The Trump administration rolled out dozens of measures aimed at punishing China in the past year — for its policies in Hong Kong, its actions in the South China Sea and treatment of its Uighur minority — and Washington also imposed sanctions and prohibited and prevented U.S. companies and investors from doing business with or investing in many of China’s high technology companies.

“They are coercively trying to impede China’s own development,” says Susan Shirk, chair of the 21st Century China Center at the University of California, San Diego. “Now, I know this is the Chinese view of it, but it’s hard to characterize these actions in any other way.”

A trap for Biden?

China predictably slammed the document. A foreign ministry spokesperson said that its content only serves to expose the malign intention of the United States to use its Indo-Pacific strategy to suppress and contain China and undermine regional peace and stability.”

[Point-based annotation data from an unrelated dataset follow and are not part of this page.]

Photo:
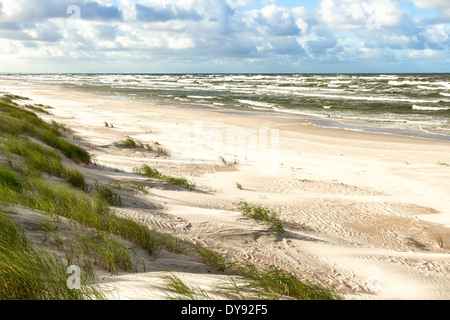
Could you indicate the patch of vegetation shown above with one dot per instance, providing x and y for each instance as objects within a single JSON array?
[
  {"x": 108, "y": 195},
  {"x": 130, "y": 143},
  {"x": 258, "y": 212},
  {"x": 155, "y": 174},
  {"x": 36, "y": 108},
  {"x": 30, "y": 273}
]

Swaine worries the policy’s declassification will empower hawkish elements in China’s foreign policy establishment and provide them ammunition when advocating a tougher response to dealing with the United States.

The timing of the declassification points to an effort to box in the Biden team and prevent it from taking U.S. policy too far off the confrontational path that the Trump administration set it on, analysts say.

The Trump White House “recognize[d] that the Biden administration would like to adopt a different strategy toward China, one that would be more practical, and effective, and more in cooperation with allies,” says Shirk.

Any effort on the Biden team’s part to improve relations (and China has indicated a strong desire to do so) would likely have the administration fending off charges of being soft on China. Besides, any such endeavor would involve an enormous amount of work, given the rancor and mutual distrust that currently prevails between the two countries.

“I’m very pessimistic,” says the Naval War College’s Goldstein. “Getting back to normal would be very difficult, even if President Biden really wanted to do that.”